As models get better, automatic image annotation becomes more accurate and flexible.
Vision-language models, foundation models, and specialized detectors can all be used to propose labels based on prompts or predefined ontologies.
You can, for example, ask a model to find “horses in a race,” “players on a basketball court,” or “cars in a highway scene,” and it will output bounding boxes and classes that are good enough to train smaller, task-specific models.

This approach scales incredibly well.
Once the pipeline is in place, you can run it on thousands or millions of images, generating a labeled dataset in hours instead of months.
That’s why automatic image annotation is becoming a core building block for anyone who wants to move quickly from a raw video or image collection to a production-ready deep learning model.

Why automatic image annotation is a game changer

Automatic image annotation gives you a practical way to turn unstructured visual data into training-ready datasets.
The main target is simple: start from raw images or video frames and finish with labeled data that your models can immediately learn from.
Instead of spending your time on repetitive labeling tasks, you’re focusing on designing the ontology, choosing the right base models, and validating the results.

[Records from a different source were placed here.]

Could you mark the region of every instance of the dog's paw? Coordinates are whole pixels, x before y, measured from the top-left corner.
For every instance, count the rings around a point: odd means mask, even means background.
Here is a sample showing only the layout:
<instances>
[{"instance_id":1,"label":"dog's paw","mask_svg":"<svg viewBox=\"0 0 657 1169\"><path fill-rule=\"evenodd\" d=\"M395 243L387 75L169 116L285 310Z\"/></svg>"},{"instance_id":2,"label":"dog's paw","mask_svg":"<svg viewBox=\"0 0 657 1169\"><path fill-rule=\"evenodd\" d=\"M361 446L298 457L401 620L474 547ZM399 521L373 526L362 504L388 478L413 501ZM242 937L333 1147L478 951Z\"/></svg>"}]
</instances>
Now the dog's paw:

At a high level, a typical workflow begins with defining what you want to detect.
You choose your classes and labels, such as different types of vehicles, animals, or actions, and decide on the format you need (for example YOLO labels with normalized coordinates).
Then, a model is used to automatically scan each image, detect objects, and output bounding boxes and class IDs in the right structure.
This step can be driven by object detectors, vision-language models, or specialized auto-label frameworks.

The next goal is quality.
Automatic image annotation is powerful, but it’s never perfect, so you usually add thresholds, confidence filters, and sometimes a light human review step.
Low-confidence detections can be dropped; obvious mistakes can be fixed; and edge cases can be flagged for manual labeling.
Over time, as you refine your ontology and parameters, the auto-labeling pipeline becomes more reliable and produces cleaner datasets.

Finally, everything feeds directly into training.
Once your images are annotated automatically, you plug the resulting dataset into a training script for models like YOLOv8.
Because the labels follow a standard format, you can experiment with different architectures, hyperparameters, and augmentation strategies without having to redo the annotation work.
This tight loop between automatic image annotation and model training is what makes the approach so attractive for real-world projects, especially when you are working with large video collections or rapidly changing data.

Auto annotation

Walking through the code for automatic image annotation

This tutorial is built as a complete, end-to-end pipeline that shows how to go from raw horse-race videos to a trained YOLOv8 model, using automatic image annotation instead of manual labeling.
The code is organized in clear steps, so you can follow along even if this is your first larger computer vision project.
You start by preparing a dedicated Conda environment, installing PyTorch with CUDA support, and adding the main libraries you need: Ultralytics YOLOv8, Supervision, Autodistill, Grounding DINO, and a few helper packages.
The goal of this first part is simple: make sure your machine is ready to handle video processing, automatic labeling, and model training without conflicts.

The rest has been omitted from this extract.